I noticed from your buildlog that vllm has been configured with RelWithDebInfo. I am wondering have you build whole rocm sdk stack on that mode instead of Release? (can be set in envsetup_user.sh)
If all binaries grow very big, that could perhaps explain the "corrupted size vs. prev_size in fastbins" problem you are seeing? I usually build myself everything first in release mode, and then only rebuild some individual libraries that I need to debug with gdb by enabling the debug build option and then just rebuild those.

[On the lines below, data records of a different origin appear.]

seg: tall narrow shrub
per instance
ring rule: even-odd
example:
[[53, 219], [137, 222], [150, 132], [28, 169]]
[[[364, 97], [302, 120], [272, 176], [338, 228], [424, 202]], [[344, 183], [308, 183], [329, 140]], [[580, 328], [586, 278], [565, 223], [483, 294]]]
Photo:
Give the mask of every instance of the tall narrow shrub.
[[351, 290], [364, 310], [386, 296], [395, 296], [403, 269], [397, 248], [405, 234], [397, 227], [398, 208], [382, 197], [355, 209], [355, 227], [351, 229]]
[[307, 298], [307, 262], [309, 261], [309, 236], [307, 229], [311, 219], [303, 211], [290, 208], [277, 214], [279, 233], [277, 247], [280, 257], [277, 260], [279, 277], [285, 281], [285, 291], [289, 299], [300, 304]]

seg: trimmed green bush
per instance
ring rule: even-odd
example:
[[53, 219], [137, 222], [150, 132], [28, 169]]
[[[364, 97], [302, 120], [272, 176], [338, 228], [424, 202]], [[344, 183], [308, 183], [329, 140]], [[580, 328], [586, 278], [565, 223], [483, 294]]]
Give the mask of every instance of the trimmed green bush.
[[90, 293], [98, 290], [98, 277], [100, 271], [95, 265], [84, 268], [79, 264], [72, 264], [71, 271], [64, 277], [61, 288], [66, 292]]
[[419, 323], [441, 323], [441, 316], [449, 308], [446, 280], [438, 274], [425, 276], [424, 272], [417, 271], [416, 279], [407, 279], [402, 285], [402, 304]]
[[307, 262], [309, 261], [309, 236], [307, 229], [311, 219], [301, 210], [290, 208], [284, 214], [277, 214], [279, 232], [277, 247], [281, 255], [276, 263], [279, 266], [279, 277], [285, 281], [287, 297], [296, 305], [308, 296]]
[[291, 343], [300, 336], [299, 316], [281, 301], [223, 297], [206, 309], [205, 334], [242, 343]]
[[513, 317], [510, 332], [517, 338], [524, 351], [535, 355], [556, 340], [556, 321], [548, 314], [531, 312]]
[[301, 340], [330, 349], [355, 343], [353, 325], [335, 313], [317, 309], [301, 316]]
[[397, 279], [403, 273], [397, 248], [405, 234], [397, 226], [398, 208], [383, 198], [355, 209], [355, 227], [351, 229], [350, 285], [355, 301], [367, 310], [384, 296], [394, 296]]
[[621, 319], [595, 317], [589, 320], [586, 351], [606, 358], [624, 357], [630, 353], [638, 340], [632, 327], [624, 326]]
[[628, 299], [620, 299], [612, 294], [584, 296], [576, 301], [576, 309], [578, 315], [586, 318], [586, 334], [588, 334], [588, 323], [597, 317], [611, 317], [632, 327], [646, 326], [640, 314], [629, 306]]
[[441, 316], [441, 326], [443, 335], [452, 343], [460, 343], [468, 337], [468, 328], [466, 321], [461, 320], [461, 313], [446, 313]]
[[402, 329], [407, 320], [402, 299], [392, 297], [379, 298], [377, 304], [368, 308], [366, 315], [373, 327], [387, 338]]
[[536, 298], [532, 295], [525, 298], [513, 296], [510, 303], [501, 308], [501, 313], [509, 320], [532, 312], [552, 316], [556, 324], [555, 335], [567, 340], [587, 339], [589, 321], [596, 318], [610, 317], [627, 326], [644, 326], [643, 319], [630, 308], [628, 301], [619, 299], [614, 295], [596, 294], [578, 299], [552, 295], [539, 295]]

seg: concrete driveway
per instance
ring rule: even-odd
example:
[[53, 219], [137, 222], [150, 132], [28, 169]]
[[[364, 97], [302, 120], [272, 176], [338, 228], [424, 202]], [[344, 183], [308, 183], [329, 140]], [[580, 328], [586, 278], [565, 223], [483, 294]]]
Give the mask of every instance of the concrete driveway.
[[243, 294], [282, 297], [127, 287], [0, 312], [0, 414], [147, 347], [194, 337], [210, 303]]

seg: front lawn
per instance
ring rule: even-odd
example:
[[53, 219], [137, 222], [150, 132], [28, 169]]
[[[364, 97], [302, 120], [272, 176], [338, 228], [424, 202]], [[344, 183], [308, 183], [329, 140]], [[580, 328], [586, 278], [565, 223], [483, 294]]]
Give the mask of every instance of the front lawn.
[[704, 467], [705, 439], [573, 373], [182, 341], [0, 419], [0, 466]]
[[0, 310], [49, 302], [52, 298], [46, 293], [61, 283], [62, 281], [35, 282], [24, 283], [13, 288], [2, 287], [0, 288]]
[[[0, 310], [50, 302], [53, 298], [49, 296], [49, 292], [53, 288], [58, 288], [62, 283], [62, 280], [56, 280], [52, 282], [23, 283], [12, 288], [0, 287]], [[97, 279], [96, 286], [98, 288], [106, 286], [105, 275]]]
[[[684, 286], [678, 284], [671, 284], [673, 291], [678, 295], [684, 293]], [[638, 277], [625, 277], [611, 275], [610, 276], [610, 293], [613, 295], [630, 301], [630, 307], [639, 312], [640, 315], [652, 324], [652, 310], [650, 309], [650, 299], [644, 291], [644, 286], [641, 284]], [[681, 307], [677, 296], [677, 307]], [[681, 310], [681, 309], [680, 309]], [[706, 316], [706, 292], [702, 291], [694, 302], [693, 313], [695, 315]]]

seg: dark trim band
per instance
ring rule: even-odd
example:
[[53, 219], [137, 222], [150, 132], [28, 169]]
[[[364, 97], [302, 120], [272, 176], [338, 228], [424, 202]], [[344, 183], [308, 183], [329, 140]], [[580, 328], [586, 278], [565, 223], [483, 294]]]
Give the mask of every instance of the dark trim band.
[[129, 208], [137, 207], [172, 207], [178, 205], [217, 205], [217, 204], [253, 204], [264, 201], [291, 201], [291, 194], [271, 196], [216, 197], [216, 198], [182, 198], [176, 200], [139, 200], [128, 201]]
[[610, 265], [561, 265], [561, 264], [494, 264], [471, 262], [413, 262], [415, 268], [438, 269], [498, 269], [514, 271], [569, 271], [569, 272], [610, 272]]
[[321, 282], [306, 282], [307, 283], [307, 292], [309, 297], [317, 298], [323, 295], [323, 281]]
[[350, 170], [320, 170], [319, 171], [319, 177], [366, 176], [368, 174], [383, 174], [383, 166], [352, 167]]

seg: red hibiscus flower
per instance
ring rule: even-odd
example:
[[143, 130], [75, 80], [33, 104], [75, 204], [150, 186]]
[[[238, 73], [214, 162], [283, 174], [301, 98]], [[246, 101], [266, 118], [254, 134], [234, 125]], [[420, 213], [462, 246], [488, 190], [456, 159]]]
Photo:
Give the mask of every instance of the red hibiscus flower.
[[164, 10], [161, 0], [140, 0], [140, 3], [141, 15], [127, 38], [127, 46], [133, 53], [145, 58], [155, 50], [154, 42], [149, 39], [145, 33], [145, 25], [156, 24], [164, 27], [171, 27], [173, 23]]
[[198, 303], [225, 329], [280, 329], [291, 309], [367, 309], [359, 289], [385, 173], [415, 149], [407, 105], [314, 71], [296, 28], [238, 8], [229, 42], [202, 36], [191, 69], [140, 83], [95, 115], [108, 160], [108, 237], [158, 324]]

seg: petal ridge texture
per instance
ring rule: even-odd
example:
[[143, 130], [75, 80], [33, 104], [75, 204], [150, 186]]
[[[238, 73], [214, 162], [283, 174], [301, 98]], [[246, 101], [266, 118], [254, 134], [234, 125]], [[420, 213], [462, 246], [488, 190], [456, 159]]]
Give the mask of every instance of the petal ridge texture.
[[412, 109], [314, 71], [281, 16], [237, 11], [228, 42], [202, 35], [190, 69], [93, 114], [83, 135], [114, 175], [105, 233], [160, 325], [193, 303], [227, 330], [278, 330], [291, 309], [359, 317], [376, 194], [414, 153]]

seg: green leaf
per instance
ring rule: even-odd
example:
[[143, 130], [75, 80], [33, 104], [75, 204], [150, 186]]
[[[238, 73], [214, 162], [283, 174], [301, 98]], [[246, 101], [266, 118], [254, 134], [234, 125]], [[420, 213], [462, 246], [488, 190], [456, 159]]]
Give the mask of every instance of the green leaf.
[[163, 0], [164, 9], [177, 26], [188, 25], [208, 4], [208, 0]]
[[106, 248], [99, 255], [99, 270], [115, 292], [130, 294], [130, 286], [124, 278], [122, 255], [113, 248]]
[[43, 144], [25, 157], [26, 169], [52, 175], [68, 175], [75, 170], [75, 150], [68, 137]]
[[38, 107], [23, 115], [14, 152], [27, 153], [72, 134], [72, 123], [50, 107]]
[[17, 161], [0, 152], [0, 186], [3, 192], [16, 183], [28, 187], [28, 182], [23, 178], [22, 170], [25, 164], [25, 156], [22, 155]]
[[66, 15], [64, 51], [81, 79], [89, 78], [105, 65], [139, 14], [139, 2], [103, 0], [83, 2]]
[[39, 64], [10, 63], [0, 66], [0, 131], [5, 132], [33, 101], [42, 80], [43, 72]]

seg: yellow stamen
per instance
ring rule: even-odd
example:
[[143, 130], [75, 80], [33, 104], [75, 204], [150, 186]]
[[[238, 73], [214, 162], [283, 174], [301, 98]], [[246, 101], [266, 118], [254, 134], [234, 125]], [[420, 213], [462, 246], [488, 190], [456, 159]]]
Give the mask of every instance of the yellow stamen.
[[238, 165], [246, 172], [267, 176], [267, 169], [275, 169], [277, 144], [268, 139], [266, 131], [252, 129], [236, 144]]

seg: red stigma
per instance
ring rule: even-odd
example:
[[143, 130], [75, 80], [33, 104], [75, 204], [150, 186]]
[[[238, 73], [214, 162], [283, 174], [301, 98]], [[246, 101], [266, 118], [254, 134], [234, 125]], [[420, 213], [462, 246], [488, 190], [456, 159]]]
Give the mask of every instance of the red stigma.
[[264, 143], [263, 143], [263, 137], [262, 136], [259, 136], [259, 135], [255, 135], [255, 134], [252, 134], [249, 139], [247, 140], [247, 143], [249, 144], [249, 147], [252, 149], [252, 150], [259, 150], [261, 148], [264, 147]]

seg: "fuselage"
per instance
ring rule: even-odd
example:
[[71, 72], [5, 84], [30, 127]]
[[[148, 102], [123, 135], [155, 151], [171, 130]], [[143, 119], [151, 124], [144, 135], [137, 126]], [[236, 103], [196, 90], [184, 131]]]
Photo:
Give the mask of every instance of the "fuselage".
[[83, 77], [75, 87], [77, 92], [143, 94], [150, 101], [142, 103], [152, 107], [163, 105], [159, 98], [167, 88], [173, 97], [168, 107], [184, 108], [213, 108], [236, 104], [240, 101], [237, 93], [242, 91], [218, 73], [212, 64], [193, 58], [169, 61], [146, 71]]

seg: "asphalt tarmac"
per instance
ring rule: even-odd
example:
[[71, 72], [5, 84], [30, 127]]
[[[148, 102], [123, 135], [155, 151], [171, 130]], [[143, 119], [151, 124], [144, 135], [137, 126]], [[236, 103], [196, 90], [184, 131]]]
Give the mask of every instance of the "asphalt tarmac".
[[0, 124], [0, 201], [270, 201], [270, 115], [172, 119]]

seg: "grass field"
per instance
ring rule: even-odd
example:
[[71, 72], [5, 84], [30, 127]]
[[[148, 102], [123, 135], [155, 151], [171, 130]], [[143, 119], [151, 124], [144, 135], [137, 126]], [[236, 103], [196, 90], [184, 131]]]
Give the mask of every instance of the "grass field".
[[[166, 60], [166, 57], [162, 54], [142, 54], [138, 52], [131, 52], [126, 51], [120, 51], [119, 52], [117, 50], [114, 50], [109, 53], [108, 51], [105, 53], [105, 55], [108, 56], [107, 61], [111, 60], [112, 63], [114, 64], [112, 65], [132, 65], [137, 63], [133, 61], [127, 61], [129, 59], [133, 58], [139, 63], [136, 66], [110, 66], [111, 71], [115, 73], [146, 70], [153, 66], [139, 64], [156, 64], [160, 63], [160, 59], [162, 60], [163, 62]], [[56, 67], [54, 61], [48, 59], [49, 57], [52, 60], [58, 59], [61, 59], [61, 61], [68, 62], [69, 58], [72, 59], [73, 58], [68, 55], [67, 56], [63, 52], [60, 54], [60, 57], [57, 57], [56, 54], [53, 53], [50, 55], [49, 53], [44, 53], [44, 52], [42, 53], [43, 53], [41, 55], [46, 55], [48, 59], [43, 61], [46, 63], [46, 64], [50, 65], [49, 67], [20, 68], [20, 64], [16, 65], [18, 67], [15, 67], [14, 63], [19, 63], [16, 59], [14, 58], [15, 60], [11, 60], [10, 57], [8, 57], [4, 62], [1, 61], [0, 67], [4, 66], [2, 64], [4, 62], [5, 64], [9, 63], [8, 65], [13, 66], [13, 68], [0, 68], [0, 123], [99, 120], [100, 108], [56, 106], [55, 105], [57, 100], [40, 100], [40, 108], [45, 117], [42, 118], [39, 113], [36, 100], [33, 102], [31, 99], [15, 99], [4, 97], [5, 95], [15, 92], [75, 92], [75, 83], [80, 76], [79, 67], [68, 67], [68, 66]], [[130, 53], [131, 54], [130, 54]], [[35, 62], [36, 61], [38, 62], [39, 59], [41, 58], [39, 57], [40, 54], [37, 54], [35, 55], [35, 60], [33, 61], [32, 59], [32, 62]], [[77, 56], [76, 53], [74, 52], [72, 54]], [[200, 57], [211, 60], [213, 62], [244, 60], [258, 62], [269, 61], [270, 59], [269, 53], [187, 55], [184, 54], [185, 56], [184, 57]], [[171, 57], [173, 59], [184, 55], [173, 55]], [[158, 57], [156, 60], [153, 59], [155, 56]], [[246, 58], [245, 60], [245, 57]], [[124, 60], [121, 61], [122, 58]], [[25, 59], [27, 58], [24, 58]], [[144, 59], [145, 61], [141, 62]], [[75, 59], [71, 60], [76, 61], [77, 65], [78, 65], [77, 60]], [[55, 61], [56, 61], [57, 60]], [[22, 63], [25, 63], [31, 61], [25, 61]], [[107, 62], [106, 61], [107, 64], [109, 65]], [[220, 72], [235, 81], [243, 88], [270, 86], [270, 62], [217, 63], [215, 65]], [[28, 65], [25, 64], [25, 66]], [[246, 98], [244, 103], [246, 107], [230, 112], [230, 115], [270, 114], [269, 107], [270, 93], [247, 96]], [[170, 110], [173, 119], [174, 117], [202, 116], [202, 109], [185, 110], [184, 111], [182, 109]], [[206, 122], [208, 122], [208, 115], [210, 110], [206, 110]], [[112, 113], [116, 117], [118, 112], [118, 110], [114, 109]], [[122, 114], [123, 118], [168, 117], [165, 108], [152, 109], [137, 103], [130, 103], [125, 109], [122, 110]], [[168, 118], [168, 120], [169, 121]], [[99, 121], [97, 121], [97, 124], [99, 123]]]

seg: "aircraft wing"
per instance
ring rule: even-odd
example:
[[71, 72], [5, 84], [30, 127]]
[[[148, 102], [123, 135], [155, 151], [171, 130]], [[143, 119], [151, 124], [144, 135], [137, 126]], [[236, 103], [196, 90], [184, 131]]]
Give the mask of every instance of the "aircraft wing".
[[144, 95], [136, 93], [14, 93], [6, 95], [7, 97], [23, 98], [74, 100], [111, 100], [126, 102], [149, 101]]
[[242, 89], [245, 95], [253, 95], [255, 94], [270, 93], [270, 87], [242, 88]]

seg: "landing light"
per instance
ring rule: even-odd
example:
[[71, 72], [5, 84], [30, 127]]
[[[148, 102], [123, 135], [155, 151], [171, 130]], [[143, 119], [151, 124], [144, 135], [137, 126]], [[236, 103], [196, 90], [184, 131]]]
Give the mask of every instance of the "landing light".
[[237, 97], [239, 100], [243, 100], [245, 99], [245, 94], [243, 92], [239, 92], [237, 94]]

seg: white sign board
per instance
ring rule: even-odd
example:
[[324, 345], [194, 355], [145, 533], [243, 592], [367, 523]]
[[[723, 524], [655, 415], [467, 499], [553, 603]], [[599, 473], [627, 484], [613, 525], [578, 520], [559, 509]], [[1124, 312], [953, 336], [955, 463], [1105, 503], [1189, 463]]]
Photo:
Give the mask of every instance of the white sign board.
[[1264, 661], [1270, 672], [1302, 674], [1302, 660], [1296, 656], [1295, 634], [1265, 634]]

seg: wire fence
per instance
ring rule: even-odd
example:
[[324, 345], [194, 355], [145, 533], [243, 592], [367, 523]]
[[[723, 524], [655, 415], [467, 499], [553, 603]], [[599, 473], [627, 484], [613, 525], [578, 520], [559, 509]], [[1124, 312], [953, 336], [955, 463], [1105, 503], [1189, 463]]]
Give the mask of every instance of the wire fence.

Google found some similar types of errors related to process count/running out of memory situations.
Here is anyway my vllm log from same part that fails on your build:
-- Target device: rocm
-- Found Python: /opt/rocm_sdk_612/bin/python (found version "3.11.9") found components: Interpreter Development.Module Development.SABIModule
-- Found python matching: /opt/rocm_sdk_612/bin/python.
Building PyTorch for GPU arch: gfx1035
-- Found HIP: /opt/rocm_sdk_612 (found suitable version "6.1.40093-9e5ee4609", minimum required is "1.0")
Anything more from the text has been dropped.